Не случайно поэтому проблема комического стала рассматриваться в непременной связке с «серьезным», как если бы «содержание» комедии существовало независимо от комедийных приемов. Комедии предстояло стать серьезной, поскольку «веселому, жизненному (sic!) водевилю»[1014] было предписано не «прятаться в кусты, прикрываясь различными щитками „веселой пьесы“, в то время когда идет борьба за утверждение идеалов нового, коммунистического мира»[1015].
Однако после призыва 1952 года к возрождению сатиры критики обнаружили, что все происходящее в этих пьесах — «никому не нужная <…> несуразица, сплетенная из истертых штампов, из тусклого набора готовых персонажей и ситуаций старого опереточного обихода», что для них характерна «призрачность „колхозных“ дел и забот, подмена жизненных характеров штампованными сценическими масками», которые используются для того, чтобы «сгруппировать и привести в движение несколько стареньких механических кукол, собранных на условно „колхозном“ фоне»[1016].

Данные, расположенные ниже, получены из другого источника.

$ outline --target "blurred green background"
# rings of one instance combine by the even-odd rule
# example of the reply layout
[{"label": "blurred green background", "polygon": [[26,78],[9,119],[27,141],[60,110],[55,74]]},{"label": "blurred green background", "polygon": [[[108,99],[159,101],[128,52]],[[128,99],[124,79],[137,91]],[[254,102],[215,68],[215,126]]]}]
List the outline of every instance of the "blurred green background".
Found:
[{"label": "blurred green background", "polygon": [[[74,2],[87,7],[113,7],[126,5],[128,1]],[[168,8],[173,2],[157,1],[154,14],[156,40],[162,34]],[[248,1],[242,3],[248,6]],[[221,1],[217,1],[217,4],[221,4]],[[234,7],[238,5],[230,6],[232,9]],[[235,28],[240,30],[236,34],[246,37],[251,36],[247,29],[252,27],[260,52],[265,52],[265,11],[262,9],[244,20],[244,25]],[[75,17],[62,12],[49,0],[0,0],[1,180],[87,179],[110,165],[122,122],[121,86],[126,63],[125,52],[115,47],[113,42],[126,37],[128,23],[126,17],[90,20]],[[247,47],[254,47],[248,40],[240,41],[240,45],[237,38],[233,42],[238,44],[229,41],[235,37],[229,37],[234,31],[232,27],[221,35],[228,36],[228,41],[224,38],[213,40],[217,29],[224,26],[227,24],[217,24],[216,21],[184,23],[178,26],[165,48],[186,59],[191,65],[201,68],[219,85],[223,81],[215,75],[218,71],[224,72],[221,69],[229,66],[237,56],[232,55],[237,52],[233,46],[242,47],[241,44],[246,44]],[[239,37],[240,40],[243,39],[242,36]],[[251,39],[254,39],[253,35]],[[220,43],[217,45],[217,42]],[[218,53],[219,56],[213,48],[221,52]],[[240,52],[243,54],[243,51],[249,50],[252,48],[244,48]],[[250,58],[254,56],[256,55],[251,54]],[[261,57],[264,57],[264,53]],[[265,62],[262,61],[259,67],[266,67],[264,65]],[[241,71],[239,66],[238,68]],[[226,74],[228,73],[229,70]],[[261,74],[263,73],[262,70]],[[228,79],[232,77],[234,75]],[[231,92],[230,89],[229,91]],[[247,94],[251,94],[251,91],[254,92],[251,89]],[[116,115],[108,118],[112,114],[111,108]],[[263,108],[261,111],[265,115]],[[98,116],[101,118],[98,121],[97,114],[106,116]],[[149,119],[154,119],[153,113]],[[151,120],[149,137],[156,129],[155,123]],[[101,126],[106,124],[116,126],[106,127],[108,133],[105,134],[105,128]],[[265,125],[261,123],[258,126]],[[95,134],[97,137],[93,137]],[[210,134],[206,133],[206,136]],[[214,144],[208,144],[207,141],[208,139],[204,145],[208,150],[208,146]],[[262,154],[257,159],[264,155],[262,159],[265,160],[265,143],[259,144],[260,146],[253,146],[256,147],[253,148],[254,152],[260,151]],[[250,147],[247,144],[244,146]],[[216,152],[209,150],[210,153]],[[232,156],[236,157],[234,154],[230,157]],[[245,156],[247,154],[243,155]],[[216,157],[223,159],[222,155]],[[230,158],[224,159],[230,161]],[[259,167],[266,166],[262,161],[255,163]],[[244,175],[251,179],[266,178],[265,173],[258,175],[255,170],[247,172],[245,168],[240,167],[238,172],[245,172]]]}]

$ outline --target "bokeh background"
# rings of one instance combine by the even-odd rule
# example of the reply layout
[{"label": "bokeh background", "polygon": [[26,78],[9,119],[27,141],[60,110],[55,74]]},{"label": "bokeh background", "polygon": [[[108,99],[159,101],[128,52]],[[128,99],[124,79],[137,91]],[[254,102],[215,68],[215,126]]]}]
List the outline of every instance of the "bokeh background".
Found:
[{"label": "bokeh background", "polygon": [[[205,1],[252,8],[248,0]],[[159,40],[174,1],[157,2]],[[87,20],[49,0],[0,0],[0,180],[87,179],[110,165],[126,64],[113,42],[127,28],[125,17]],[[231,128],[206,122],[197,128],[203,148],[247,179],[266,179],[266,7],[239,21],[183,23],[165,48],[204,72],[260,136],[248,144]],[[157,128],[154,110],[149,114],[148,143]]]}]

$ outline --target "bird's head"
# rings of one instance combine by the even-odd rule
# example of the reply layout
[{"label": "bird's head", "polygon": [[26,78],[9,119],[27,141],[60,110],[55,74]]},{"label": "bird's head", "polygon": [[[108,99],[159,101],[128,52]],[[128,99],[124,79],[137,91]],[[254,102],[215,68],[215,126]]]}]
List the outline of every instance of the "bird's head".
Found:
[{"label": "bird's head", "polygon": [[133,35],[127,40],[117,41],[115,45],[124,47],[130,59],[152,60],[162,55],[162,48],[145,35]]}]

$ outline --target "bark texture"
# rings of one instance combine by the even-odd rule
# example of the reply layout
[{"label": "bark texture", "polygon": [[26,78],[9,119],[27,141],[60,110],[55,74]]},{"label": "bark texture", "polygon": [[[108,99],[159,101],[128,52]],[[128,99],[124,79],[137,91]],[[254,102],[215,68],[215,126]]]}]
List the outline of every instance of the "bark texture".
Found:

Столь горькое разочарование постигло критику в результате бесплодных попыток разрешить противоречие между колхозной комедией и реализмом. «Без спора между двумя колхозами, обязательно соседями, не обходится почти ни одна „колхозная“ комедия. Надоедливым штампом, переходящим из пьесы в пьесу, становится финал комедии, заканчивающийся неизменно свадьбой», — с горечью констатировал критик. Но уже в следующем предложении находил утешение в том, что «„счастливый“ конец комедийного действия — дело жизненное, отражающее законы развития нашей действительности»[1017].
Как только исчезла необходимость в том, чтобы не замечать очевидного противоречия, критика увидела то, что лежало на поверхности: в этих комедиях
людям приходилось выбирать такое, чего совершенно не нужно было выбирать. Дилемма оказывалась не дилеммой, альтернативы не было. Председателям колхозов 40-х — начала 50-х годов абсолютно не надо было выбирать орошение взамен озеленения, скотоводство взамен возделывания пашен. Равно как и парторгам этих пьес не нужно было действовать прямо наоборот в горячих схватках с этими председателями. Наспорившись вдоволь, разойдясь с дочкой председателя — Марусей или Муххабат, написав в местной газете по два или три доноса на зятя или тестя, послав несколько грозных писем «наверх», где «разберутся», сказавши, что отнимут друг у друга партбилеты, председатели или парторги обычно замечали, что ломятся в открытые ворота. Оказывалось, что колхозу нужны и вода и скот, и коровы и лес. Словом, показав себя в течение трех актов дураками, желавшими непременно есть яблоки или иметь коров, герои пьесы выбирали счастливый финал, где все мирились, соединенные какой-то третьей силой[1018].
Что же было этой третьей силой? Можно предположить, что ею была сила произведенной, в том числе и этими пьесами, новой реальности. В этой реальности свершившейся утопии конфликтам неоткуда было возникнуть. Не было проблем, которые могли бы их породить. Напротив, сама жизнь продолжалась как будто по инерции — в ней все было настолько устроено, что стало нечего гармонизировать.